Now, I don't remember exactly how the story went, so this is a couple-days old paraphrase:
Once upon a time there was an astronaut. Who was also a prince. And he lived in a pit. And he was captured by aliens, who took him into their pit where they strapped him down to a table. And there was a pendulum over the table that was swinging back and forth, lower and lower, over his tummy. And just before it got to his tummy, he escaped! And he flew away and went back to his own pit, where he was safe.Well. Something is going on here. The classic Poe story does not involve astronauts or aliens, and the hero doesn't live in a pit; but other than that, it follows the outline of the original pretty well: the hero is strapped to a table; the pendulum swings lower and lower, and he gets out of it in the very end. So somehow, in one form or another, the Fairy has been introduced to the outline of the story.
When did this happen? I thought to myself. How in the world did she come up with this?
Well, after a little digging, the truth came out. Turns out, since we've banned her from reading Calvin and Hobbes until the end of the month, she decided to do the next best thing: she pulled out our copy of the Peanuts Treasury, which was published after the death of Charles M. Schulz in 2000, and contains all the strips published from 1959 through 1967.
And it just so happens that there is a sequence of strips in there in which Charlie Brown has been flying his kite, and has gotten so tied up in the Kite-Eating Tree that he's dangling upside down, several feet above the ground. And as he dangles there wondering what to do next, Lucy comes up with Linus. She's explaining to him the story of the Pit and the Pendulum, and as she's explaining the part about the pendulum, she absent-mindedly gives Charlie Brown a push, so that he's rocking back and forth, providing a visual aid.

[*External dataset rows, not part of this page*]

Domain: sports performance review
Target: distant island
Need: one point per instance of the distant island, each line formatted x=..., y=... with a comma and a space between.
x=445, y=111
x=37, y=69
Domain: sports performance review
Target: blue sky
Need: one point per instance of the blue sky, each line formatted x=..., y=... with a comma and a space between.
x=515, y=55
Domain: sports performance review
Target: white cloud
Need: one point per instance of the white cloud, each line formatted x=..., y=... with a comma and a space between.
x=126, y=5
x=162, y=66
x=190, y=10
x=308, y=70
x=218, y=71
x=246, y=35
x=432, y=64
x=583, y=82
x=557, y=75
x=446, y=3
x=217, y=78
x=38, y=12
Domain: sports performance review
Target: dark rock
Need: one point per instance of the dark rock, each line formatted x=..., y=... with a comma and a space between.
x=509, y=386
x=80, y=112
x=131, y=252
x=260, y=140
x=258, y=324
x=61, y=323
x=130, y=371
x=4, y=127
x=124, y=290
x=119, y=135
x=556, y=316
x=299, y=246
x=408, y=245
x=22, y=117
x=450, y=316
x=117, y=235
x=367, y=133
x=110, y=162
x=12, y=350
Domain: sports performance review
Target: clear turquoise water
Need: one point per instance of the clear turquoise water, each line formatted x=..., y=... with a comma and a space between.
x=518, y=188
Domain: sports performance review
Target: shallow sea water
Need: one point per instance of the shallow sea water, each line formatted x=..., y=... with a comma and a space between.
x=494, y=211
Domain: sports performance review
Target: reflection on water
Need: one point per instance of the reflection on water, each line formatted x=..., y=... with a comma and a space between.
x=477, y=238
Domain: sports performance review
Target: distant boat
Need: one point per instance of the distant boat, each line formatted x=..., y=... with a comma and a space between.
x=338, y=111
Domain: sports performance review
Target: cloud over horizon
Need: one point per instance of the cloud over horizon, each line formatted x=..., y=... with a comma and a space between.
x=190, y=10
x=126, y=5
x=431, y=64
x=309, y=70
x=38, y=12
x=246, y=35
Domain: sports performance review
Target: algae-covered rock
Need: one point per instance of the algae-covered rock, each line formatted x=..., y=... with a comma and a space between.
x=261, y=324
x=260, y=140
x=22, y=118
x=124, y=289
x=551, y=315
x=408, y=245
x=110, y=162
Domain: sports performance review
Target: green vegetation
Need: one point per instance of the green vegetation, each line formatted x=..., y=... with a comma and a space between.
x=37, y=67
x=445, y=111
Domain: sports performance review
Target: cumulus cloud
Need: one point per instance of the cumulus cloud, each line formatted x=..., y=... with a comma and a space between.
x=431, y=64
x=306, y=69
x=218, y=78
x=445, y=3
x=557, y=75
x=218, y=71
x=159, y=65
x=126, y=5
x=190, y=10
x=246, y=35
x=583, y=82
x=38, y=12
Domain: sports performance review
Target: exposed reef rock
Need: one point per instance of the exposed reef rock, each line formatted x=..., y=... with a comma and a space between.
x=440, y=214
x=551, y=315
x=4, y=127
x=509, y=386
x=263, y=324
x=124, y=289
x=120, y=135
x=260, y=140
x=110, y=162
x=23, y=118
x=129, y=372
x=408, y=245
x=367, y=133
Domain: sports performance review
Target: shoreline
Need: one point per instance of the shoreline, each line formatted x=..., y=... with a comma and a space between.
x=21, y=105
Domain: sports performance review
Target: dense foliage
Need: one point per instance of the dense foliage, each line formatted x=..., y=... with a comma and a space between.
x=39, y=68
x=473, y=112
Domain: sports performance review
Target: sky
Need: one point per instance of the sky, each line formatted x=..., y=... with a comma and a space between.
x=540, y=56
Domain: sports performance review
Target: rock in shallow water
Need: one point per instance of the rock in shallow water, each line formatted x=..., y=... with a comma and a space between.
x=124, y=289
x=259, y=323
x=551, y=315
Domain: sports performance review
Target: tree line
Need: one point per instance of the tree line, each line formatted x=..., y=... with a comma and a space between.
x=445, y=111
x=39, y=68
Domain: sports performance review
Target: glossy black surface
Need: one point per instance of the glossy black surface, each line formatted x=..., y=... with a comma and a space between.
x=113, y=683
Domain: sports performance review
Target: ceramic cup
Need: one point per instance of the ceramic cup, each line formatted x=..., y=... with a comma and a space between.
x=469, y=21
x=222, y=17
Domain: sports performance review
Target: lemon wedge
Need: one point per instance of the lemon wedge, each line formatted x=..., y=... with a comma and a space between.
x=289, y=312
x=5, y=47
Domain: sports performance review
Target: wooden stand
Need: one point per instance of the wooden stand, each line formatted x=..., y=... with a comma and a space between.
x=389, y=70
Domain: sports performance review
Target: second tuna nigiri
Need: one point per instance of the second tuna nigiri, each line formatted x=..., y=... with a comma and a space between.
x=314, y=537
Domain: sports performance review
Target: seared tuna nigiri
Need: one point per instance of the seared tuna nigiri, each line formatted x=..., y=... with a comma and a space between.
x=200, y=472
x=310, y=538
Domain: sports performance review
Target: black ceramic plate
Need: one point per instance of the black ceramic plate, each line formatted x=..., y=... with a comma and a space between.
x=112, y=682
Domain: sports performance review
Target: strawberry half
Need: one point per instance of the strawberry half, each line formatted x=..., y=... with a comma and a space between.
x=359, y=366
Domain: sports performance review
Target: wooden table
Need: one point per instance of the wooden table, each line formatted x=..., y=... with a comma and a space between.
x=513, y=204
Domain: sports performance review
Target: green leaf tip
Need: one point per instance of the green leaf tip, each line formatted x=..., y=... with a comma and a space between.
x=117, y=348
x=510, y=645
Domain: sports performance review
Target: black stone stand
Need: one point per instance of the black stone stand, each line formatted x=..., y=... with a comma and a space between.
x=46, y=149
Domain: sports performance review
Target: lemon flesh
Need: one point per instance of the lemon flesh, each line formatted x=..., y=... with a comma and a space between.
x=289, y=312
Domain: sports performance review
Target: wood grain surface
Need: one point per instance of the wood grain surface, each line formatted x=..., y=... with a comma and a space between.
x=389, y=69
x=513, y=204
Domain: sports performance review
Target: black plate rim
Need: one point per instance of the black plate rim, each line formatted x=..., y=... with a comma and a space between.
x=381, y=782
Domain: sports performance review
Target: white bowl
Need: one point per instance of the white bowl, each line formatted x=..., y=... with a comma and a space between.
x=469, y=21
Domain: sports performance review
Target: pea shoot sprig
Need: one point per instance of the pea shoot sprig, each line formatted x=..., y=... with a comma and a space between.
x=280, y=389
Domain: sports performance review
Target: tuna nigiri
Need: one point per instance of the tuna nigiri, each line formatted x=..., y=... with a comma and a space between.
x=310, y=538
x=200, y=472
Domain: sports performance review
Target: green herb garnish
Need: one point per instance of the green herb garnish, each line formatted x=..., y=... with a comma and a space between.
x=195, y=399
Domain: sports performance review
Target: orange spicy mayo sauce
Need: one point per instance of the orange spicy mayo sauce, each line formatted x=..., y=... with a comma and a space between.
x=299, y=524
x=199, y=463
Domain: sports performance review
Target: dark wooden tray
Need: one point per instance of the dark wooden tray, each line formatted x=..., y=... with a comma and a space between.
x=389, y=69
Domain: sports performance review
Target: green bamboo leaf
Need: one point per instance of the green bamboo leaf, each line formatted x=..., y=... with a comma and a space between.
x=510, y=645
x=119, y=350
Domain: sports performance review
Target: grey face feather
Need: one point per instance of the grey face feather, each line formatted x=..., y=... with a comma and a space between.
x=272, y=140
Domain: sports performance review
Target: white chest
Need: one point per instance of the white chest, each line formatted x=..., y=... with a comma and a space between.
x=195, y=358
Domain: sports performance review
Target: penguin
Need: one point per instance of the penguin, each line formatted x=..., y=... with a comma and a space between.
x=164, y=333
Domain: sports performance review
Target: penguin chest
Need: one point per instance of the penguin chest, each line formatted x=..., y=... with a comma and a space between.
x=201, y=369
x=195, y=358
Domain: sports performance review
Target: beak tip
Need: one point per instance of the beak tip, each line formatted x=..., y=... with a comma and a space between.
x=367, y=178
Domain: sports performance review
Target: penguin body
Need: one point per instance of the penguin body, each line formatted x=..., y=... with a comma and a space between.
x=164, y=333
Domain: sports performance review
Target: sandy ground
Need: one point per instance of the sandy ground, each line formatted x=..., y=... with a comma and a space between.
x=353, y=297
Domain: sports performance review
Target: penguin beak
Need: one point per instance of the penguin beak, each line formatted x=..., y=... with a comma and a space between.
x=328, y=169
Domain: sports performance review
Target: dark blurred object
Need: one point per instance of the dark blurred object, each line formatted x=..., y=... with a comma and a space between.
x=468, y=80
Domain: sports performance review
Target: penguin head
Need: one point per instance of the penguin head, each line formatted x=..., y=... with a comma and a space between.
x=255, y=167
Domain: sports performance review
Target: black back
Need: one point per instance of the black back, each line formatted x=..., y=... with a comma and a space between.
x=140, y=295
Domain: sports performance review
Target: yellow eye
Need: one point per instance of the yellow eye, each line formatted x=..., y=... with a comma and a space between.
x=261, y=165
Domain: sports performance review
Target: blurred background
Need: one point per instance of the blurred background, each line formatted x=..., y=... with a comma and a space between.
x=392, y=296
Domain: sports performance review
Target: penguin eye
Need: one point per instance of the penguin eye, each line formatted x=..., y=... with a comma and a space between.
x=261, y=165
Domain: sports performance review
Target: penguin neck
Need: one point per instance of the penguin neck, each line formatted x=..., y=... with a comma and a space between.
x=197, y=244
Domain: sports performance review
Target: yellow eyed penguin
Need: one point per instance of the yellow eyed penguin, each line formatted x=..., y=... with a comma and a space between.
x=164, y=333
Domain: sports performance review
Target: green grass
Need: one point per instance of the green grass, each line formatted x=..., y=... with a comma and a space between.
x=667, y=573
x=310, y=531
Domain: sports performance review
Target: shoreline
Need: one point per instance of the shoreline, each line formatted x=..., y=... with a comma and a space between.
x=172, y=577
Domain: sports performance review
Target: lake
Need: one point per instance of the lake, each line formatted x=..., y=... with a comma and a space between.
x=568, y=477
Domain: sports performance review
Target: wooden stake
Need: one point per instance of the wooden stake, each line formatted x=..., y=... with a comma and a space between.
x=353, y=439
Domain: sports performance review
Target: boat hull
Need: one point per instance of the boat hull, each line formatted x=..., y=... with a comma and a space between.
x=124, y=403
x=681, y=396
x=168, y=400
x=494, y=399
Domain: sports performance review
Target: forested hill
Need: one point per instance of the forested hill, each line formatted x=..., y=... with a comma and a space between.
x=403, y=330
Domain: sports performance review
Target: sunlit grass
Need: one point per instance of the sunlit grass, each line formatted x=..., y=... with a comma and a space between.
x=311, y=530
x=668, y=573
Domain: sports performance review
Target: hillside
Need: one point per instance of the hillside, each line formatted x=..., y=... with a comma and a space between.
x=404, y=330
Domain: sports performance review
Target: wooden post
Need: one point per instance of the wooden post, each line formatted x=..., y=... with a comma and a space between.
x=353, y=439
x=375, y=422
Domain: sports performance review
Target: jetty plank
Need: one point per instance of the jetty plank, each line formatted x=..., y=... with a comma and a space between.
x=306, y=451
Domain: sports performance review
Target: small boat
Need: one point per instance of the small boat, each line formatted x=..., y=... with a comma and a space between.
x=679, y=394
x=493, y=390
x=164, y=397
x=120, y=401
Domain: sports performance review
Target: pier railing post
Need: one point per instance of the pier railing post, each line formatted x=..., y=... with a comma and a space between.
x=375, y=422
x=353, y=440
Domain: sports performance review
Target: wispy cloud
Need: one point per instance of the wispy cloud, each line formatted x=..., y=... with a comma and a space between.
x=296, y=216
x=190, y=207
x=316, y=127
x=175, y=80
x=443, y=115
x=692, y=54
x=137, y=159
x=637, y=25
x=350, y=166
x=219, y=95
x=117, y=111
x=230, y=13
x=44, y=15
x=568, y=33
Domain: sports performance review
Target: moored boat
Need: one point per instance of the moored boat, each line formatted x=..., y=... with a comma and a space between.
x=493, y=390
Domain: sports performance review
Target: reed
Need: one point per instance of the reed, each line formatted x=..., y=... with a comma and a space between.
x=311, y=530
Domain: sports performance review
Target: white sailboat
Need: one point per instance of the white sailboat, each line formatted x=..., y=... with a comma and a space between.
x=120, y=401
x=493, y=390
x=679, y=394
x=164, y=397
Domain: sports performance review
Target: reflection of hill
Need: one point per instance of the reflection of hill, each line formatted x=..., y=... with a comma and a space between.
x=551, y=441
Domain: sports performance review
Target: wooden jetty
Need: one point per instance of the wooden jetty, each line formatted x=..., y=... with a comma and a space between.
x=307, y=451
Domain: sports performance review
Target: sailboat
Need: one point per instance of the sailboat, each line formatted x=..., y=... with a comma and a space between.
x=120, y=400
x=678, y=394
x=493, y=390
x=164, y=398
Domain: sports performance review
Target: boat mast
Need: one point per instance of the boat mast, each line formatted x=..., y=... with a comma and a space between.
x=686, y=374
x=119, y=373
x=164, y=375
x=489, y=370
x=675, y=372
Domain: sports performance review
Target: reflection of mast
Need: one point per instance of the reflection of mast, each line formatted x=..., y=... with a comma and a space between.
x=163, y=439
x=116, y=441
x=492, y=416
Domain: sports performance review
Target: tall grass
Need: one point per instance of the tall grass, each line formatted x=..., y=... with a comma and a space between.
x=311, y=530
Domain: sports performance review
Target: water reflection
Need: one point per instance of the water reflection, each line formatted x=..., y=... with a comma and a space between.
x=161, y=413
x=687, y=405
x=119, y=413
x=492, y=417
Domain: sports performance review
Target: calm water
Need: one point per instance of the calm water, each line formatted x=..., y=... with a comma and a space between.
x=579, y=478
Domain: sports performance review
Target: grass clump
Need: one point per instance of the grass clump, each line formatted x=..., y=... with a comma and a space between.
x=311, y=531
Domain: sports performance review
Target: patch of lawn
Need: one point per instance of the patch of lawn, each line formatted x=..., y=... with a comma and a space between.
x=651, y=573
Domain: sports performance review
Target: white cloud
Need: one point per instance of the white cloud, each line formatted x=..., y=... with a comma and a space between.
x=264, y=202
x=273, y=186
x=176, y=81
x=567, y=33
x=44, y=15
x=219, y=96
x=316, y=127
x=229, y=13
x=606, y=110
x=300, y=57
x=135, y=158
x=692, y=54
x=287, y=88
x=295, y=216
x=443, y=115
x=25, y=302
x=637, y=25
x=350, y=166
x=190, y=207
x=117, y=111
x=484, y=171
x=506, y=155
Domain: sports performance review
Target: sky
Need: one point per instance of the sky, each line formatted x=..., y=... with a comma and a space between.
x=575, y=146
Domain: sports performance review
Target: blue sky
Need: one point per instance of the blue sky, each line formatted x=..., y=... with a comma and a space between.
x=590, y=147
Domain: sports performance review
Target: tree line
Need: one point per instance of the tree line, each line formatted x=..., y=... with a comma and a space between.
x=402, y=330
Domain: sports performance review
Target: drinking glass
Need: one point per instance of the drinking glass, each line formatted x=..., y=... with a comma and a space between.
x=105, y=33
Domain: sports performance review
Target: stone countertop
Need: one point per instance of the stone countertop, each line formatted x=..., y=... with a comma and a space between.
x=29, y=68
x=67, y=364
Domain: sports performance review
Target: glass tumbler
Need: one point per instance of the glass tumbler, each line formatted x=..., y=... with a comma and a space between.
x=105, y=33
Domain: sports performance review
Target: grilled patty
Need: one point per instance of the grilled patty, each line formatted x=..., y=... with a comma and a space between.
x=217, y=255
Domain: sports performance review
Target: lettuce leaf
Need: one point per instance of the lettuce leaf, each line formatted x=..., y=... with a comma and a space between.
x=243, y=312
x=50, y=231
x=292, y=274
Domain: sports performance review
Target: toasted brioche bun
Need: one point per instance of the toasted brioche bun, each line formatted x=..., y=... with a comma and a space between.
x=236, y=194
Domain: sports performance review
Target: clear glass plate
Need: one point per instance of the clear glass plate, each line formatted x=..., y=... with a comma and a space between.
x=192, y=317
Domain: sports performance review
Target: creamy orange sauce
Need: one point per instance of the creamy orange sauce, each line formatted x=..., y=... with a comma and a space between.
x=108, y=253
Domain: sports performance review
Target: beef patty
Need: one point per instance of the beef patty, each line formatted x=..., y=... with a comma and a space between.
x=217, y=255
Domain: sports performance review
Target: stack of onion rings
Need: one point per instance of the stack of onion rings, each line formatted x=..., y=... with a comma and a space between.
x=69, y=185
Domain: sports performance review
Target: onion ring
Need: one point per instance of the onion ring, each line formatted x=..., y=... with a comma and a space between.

That's where she got the idea of the Pit and the Pendulum. And she mixed it together with the bit about Astronauts and Aliens, which she got from Spaceman Spiff. Ok, now I understand.
...
Incidentally, now that we've banned Calvin and Hobbes, and now that she's reading more Peanuts, we've noticed a subtle change in her language. She's stopped referring to her siblings as "fuzz-brain" and "bucko" and "booger-breath".
She now refers to them as "blockhead".
She also tried to sell me information on UFOs for 10¢ the other day....
2 comments:
Your daughter is awesomely weird. I hope if we ever have a daughter my daughter is half as cool as yours! :)
Ditto that, man. I 'spect my stepdaughter was much like yours at that age (I didn't meet her mom until she was nine).